The Upcoming Debt Service Crunch For Households Will Impact Spending In A Big Way

Consumer spending accounts for 68% of US GDP, so as the consumer goes so goes the economy.  In the last 10 years consumers saw their debt service payments go down very significantly as interest rates collapsed to near zero;  as a percent of disposable income household debt service in 2021 fell to near 8% from a high of 13% in 2008 (see chart below - blue line). 

This allowed consumers to boost spending on other items (eg streaming services) and, importantly, created a massive pool of money available to drive individual speculation in anything from meme stocks, cryptos and NFTs to index funds. 

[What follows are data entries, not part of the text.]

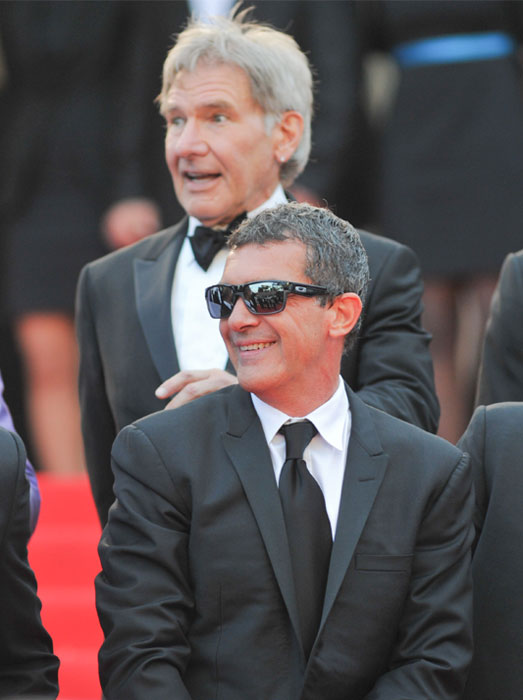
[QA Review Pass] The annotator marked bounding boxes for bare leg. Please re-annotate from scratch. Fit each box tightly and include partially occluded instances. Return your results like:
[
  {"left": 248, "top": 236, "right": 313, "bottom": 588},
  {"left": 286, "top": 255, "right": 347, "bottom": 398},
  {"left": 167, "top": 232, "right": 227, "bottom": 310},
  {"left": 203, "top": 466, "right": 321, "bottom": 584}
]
[
  {"left": 16, "top": 313, "right": 85, "bottom": 475},
  {"left": 422, "top": 280, "right": 466, "bottom": 444},
  {"left": 455, "top": 275, "right": 497, "bottom": 421}
]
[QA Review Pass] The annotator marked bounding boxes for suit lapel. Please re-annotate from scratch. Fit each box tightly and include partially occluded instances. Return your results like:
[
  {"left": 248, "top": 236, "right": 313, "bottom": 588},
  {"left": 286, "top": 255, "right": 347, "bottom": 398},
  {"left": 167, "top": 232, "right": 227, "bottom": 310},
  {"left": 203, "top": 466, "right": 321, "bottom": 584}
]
[
  {"left": 220, "top": 385, "right": 389, "bottom": 662},
  {"left": 134, "top": 220, "right": 187, "bottom": 381},
  {"left": 320, "top": 388, "right": 389, "bottom": 630},
  {"left": 221, "top": 387, "right": 304, "bottom": 658}
]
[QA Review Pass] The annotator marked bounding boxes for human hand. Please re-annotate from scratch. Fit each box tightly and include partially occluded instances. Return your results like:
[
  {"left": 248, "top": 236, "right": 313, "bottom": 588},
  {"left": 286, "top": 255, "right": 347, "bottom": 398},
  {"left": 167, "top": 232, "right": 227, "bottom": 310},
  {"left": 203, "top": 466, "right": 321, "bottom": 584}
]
[
  {"left": 155, "top": 369, "right": 238, "bottom": 410},
  {"left": 102, "top": 198, "right": 162, "bottom": 249}
]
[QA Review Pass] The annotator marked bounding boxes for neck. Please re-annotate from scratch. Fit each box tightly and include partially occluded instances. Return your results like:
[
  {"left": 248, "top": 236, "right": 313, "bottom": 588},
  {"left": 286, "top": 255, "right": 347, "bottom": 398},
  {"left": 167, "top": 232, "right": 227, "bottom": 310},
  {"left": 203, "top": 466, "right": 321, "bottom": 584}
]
[{"left": 256, "top": 375, "right": 340, "bottom": 418}]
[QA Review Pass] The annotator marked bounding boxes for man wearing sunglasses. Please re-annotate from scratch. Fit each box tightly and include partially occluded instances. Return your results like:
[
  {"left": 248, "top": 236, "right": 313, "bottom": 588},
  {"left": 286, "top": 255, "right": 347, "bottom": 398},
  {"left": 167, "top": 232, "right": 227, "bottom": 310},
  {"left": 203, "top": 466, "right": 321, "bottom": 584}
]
[
  {"left": 76, "top": 10, "right": 438, "bottom": 527},
  {"left": 96, "top": 202, "right": 473, "bottom": 700}
]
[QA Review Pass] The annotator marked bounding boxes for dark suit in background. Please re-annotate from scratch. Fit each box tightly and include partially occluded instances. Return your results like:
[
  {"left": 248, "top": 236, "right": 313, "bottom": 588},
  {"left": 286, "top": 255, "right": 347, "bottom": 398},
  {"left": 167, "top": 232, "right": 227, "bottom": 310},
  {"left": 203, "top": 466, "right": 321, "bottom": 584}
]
[
  {"left": 458, "top": 403, "right": 523, "bottom": 699},
  {"left": 77, "top": 219, "right": 438, "bottom": 525},
  {"left": 0, "top": 428, "right": 59, "bottom": 698},
  {"left": 476, "top": 249, "right": 523, "bottom": 405},
  {"left": 97, "top": 384, "right": 472, "bottom": 700}
]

With interest rates now soaring this process is reversing.  Mortgage rates have jumped from 2.5% to 7% and credit cards from 16% to 21% (see chart above - purple line and red dots). Data on debt service lag by at least a quarter, so it cannot be seen on the chart, but it is certain it will jump to at least 11-12% of disposable income.  Notice how such levels were previously associated with recessions (grey areas on the chart).

Despite inflationary headwinds, overall consumer spending has remained relatively high, likely because employment is still very robust and wages are rising.  Also, household debt is still pretty low compared to 10-15 years ago, so adding debt may support spending.  But this can't last; the first signs of retrenchment are already visible, mostly at the loony edges of speculation.  Will this transit to other, conventional areas of consumer behavior?  I think so - big layoffs at Amazon, Meta, Spotify, etc. can only be explained in the light of lower household demand.  Likewise for Tesla's reduced prices.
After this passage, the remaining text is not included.